4. Hidrosephalus yang sebagian kecil menjadi hidrosephalus normotensif

5. Fistula caroticocavernosum

6. Epistaksis

7. Peningkatan TIK, tonus otot abnormal


I. FOKUS PENGKAJIAN

Anamnesa pada stroke meliputi:

1. Pengkajian psikososiospiritual

Pengkajian psikologis klien stroke meliputi beberapa dimensi yang memungkinkan perawat
untuk rnemperoleh persepsi yang jelas mengenai status emosi, kognitif, dan perilaku klien.
Pengkajian mekanisme koping yang digunakan klien juga penting untuk menilai respons emosi
klien terhadap penyakit yang dideritanya dan perubahan peran klien dalam keluarga dan
masyarakat serta respons atau pengaruhnya dalam kehidupan sehari-harinya, baik dalam
keluarga ataupun dalam masyarakat. Apakah ada dampak yang timbul pada klien yaitu timbul
seperti ketakutan akan kecacatan, rasa cemas, rasa ketidakmarnpuan untuk melakukan
aktivitas secara optimal, dan pandangan terhadap dirinya yang salah (gangguan citra
tubuh).Adanya perubahan hubungan dan peran karena klien mengalami kesulitan untuk
berkomunikasi akibat gangguan bicara. Pola persepsi dan konsep diri menunjukkan klien
merasa tidak berdaya, tidak ada harapan, rnudah marah, dan tidak kooperatif. Dalam pola
penanganan stres, klien biasanya mengalami kesulitan untuk memecahkan masalah karena
gangguan proses berpikir dan kesulitan berkomunikasi. Dalam pola rata nilai dan kepercayaan,
klien biasanya jarang melakukan ibadah spiritual karena tingkah laku yang tidak stabil dan
kelemahan/kelumpuhan pada salah satu sisi tubuh.

2. Pemeriksaan Fisik

Setelah melakukan anamnesis yang mengarah pada keluhan-keluhan klien, pemeriksaan fisik
sangat berguna untuk mendukung data dari pengkajian anamnesis. Pemeriksaan fisik sebaiknya
dilakukan secara per sistem (B1-B6) dengan fokus pemeriksaan fisik pada pemeriksaan B3
(Brain) yang terarah dan dihubungkan dengan keluhan-keluhan dari klien.

a. B1 (Breathing)

Pada inspeksi didapatkan klien batuk, peningkatan produksi sputum, sesak napas, penggunaan
otot bantu napas, dan peningkatan frekuensi pernapasan.
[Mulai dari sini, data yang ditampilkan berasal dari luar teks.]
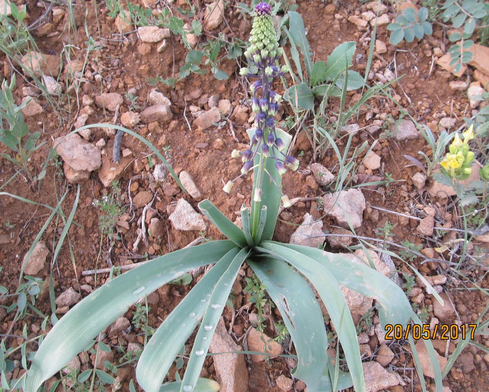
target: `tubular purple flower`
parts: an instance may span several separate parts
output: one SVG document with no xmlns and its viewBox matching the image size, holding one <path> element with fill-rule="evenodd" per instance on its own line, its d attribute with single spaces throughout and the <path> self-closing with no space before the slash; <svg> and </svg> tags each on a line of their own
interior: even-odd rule
<svg viewBox="0 0 489 392">
<path fill-rule="evenodd" d="M 280 175 L 283 175 L 285 174 L 285 168 L 284 167 L 284 165 L 281 162 L 277 162 L 275 163 L 275 168 L 277 169 L 277 171 L 278 172 L 278 174 L 280 174 Z"/>
<path fill-rule="evenodd" d="M 241 173 L 242 174 L 248 174 L 248 172 L 252 167 L 253 162 L 251 161 L 248 161 L 244 162 L 244 164 L 243 165 L 243 167 L 241 168 Z"/>
</svg>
Auskultasi bunyi napas tambahan
seperti ronkhi pada klien dengan peningkatan produksi sekret dan kemampuan batuk yang
menurun yang sering didapatkan pada klien stroke dengan penurunan tingkat kesadaran
koma.Pada klien dengan tingkat kesadaran compos mentis, pengkajian inspeksi pernapasannya
tidak ada kelainan. Palpasi toraks didapatkan taktil premitus seimbang kanan dan kiri.
Auskultasi tidak didapatkan bunyi napas tambahan.

b. B2 (Blood)

Pengkajian pada sistem kardiovaskular didapatkan renjatan (syok hipovolemik) yang sering
terjadi pada klien stroke. Tekanan darah biasanya terjadi peningkatan dan dapat terjadi
hipertensi masif (tekanan darah >200 mmHg).

c. B3 (Brain)

Stroke menyebabkan berbagai defisit neurologis, bergantung pada lokasi lesi (pembuluh darah
mana yang tersumbat), ukuran area yang perfusinya tidak adekuat, dan aliran darah kolateral
(sekunder atau aksesori). Lesi otak yang rusak tidak dapat membaik sepenuhnya. Pengkajian B3
(Brain) merupakan pemeriksaan fokus dan lebih lengkap dibandingkan pengkajian pada sistem
lainnya.

d. B4 (Bladder)

Setelah stroke klien mungkin mengalami inkontinensia urine sementara karena konfusi,
ketidakmampuan mengomunikasikan kebutuhan, dan ketidakmampuan untuk mengendalikan
kandung kemih karena kerusakan kontrol motorik dan postural. Kadang kontrol sfingter urine
eksternal hilang atau berkurang. Selama periode ini, dilakukan kateterisasi intermiten dengan
teknik steril. Inkontinensia urine yang berlanjut menunjukkan kerusakan neurologis luas.

e. B5 (Bowel)

Didapatkan adanya keluhan kesulitan menelan, nafsu makan menurun, mual muntah pada fase
akut. Mual sampai muntah disebabkan oleh peningkatan produksi asam lambung sehingga
menimbulkan masalah pemenuhan nutrisi. Pola defekasi biasanya terjadi konstipasi akibat
penurunan peristaltik usus. Adanya inkontinensia alvi yang berlanjut menunjukkan kerusakan
neurologis luas.

f. B6 (Bone)

Stroke adalah penyakit saraf motorik atas (UMN) dan mengakibatkan kehilangan kontrol
volunter terhadap gerakan motorik. Oleh karena neuron motor atas menyilang, gangguan
kontrol motor volunter pada salah satu sisi tubuh dapat menunjukkan kerusakan pada neuron
motor atas pada sisi yang berlawanan dari otak. Disfungsi motorik paling umum adalah
hemiplegia (paralisis pada salah satu sisi) karena lesi pada sisi otak yang berlawanan.
Hemiparesis atau kelemahan salah satu sisi tubuh, adalah tanda yang lain. Pada kulit, jika klien
kekurangan 02 kulit akan tampak pucat dan jika kekurangan cairan maka turgor kulit akan
buruk. Selain itu, perlu juga dikaji tanda-tanda dekubitus terutama pada daerah yang menonjol
karena klien stroke mengalami masalah mobilitas fisik.Adanya kesulitan untuk beraktivitas
karena kelemahan, kehilangan sensori atau paralise/ hemiplegi, serta mudah lelah
menyebabkan masalah pada pola aktivitas dan istirahat.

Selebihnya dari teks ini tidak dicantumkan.